Going to work used to mean traveling from home to a plant, store or office. Today many people do some or all their work at home. Garages, basements and attics are being transformed into the corporate headquarters of the newest entrepreneurs – home-based business owners.
Before diving headfirst into a home-based business, you must know why you are doing it. To succeed, your business must be based on something greater than a desire to be your own boss. You must plan and make improvements and adjustments along the road.
Ask yourself these questions – and remember, there are no best or right reasons for starting a home-based business. But it is important to understand what the venture involves.
Working under the same roof where your family lives may not prove to be as easy as it seems. It’s important to work in a professional environment. One suggestion is to set up a separate office in your home to create this professional environment.
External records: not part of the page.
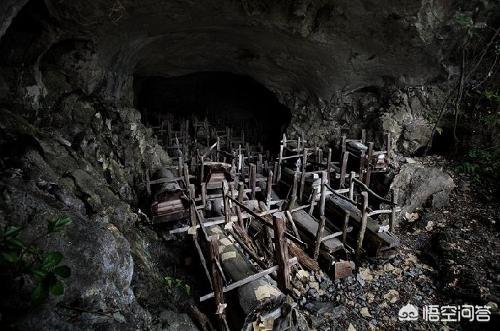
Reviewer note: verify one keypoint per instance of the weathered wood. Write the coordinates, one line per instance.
(319, 236)
(303, 177)
(281, 254)
(265, 221)
(321, 225)
(253, 180)
(369, 164)
(364, 219)
(343, 169)
(241, 191)
(308, 227)
(392, 219)
(351, 185)
(292, 223)
(293, 197)
(302, 257)
(249, 279)
(344, 228)
(269, 187)
(278, 175)
(329, 164)
(204, 194)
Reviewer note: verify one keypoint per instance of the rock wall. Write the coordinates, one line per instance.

· Can I switch from home responsibilities to business work?
· Do I have the self-discipline to maintain schedules?
· Can I deal with the isolation of working from home?
· Am I a self-starter?
Finding Your Niche
Choosing a home business must be approached carefully. Ask yourself:
· Does my home have the space for a business?
· Can I identify and describe the business I want to establish?
· Can I identify my business product or service?
· Is there a demand for that product or service?
· Can I successfully run the business from home?
A home-based business is subject to many of the same laws and regulations affecting other businesses.
Some general areas include:
· Zoning regulations. If your business operates in violation of them, you could be fined or shut down.
· Product restrictions. Certain products cannot be produced in the home. Most states outlaw home production of fireworks, drugs, poisons, explosives, sanitary or medical products and toys. Some states also prohibit home-based businesses from making food, drink or clothing.
Be sure to consult an attorney and your local, city and state departments of labor to find out which laws and regulations will affect your business. Additionally, check on registration and accounting requirements needed to open your home-based business.
You may need a work certificate or license from the state. Your business name may need to be registered with the state. A separate business telephone and bank account are good business practices.
Also remember, if you have employees you are responsible for withholding income and social-security taxes, and for complying with minimum wage and employee health and safety laws.
If you’re convinced that working from home is for you, it’s time to create your business plan. The SBA and its resource partners, such as SCORE, SBDCs and WBCs can help make the process easier.